Q4: For those that use this study Bible, but do not identify with the Methodist/wesleyan traditions, what do you hope they will take away from it?  What kind of messages are in this study Bible for the worldwide church?

I would think that they would find this Bible to be quite useful, if they are open to an unashamedly Wesleyan read on scripture.

Q5: Are there other Bible-related/reference resources you would like to see produced for the Methodist/wesleyan faith communities? (Personally, I hope to see, someday, a Biblical studies journal from a wesleyan perspective)

I hadn’t thought about it but I like the idea of a Wesleyan Biblical Studies Journal.  Great idea.  Maybe God is calling you to produce such a resource for the church?

Wesley Study Bible: Part I (Review)

In an interesting essay*, Randy Maddox argues that Methodists are just now reclaiming John Wesley as a theologian: “…Wesley’s significance as a theologian had been receiving little positive attention among his Methodist descendants up to 1960” (p. 213).  Most books written in the 19th century were biographies that highlighted Wesley’s zeal and piety, not his theological perspective.  One of the criticisms of Methodism, as a group that tried to distance itself from Anglicanism, was that it had no comprehensive outlining of its theology (in the 19th century).

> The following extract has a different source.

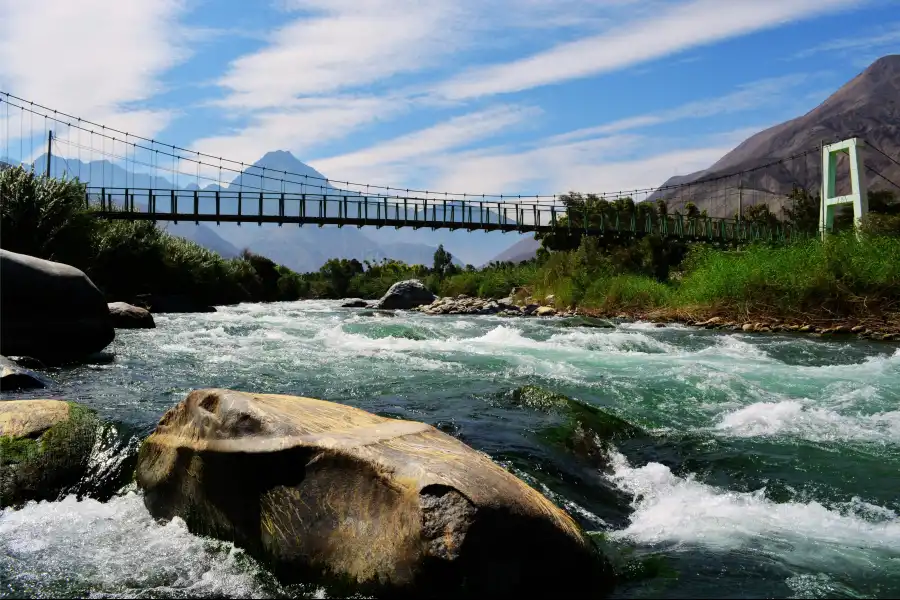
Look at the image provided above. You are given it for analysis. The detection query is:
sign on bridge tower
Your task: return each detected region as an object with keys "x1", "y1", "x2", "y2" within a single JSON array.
[{"x1": 820, "y1": 138, "x2": 868, "y2": 239}]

The work of Albert Outler in 1961 was a watershed and now there are numerous studies of both Wesley’s theology and his hermeneutical approach to Scripture.  Thus, The Wesley Study Bible (Abingdon) is long overdue, but serves as a sign that the Methodist re-claiming of the life and thought of John Wesleyan is not a fad, but will help re-shape and renew these communities of faith.

I could not imagine better editors for this project than Joel B Green and Bishop William Willimon.  Joel has written, not only extensively on NT texts and their interpretation, but also on theological hermeneutics.  Bishop Willimon is an expert in homiletics, liturgics, and pastoral care.  These gentlemen assembled a fine group of theologians and biblical scholars in the wesleyan tradition to give notes and sidebars for the study Bible.

There are essentially three kinds of items in the study-note section of the Bible.  First, biblical scholars have written short comments to guide your reading of the text –  especially historical, literary and social elements that illuminate the text.  Second, theologians have produced a large number of sidebars focusing on a “Wesleyan Core Term” – these are central ideas about various aspects of the church’s life and doctrine (e.g., Assurance, Atonement, Baptism, Christian Liberty, Classes, Election, Ethics, Fasting, Heaven, Inward Sin, Justifying Grace, Lay Leadership, etc…).  Thirdly, pastors have written “Life Application” sidebars that bring the biblical message into modern life (e.g., Envy, Giving, Hope, Mission, Self-Seeking, Temptation, etc…)

As for the biblical scholars involved, you will recognize many of the names: Bill Arnold, Bruce Birch, Mark Boda, David deSilva, Michael Gorman, L. Daniel Hawk, Andy Johnson, John Levison,  Thomas Phillips, Emerson Powery, Ruth Anne Reese, Brent Strawn, J. Ross Wagner, Robert W. Wall, and Ben Witherington (among a number of others).

I think Green and Willimon have produced an excellent resource for wesleyan communities and it will offer parishioners insight into the Bible and its meaning (from a wesleyan perspective), while also introducing them to distinctives of John Wesley and also pointers for application.

The editors offer a nice explanation of what they hope to achieve: “We need to know who we are.  Even more, we need to be who we are.  Therefore, we offer the Wesley Study Bible to the people called Methodist across the world, trusting that it will serve as God’s instrument to help us be clear about who we are, shape us as people going on to perfection, and encourage use to live lives that truly reflect our faith in Christ.” [NB: the translation is NRSV]

*see RL Maddox, “Reclaiming an Inheritance: Wesley as Theologian in the History of Methodist Theology,” in Rethinking Wesley’s Theology for Contemporary Methodism (Kingswood, 1998).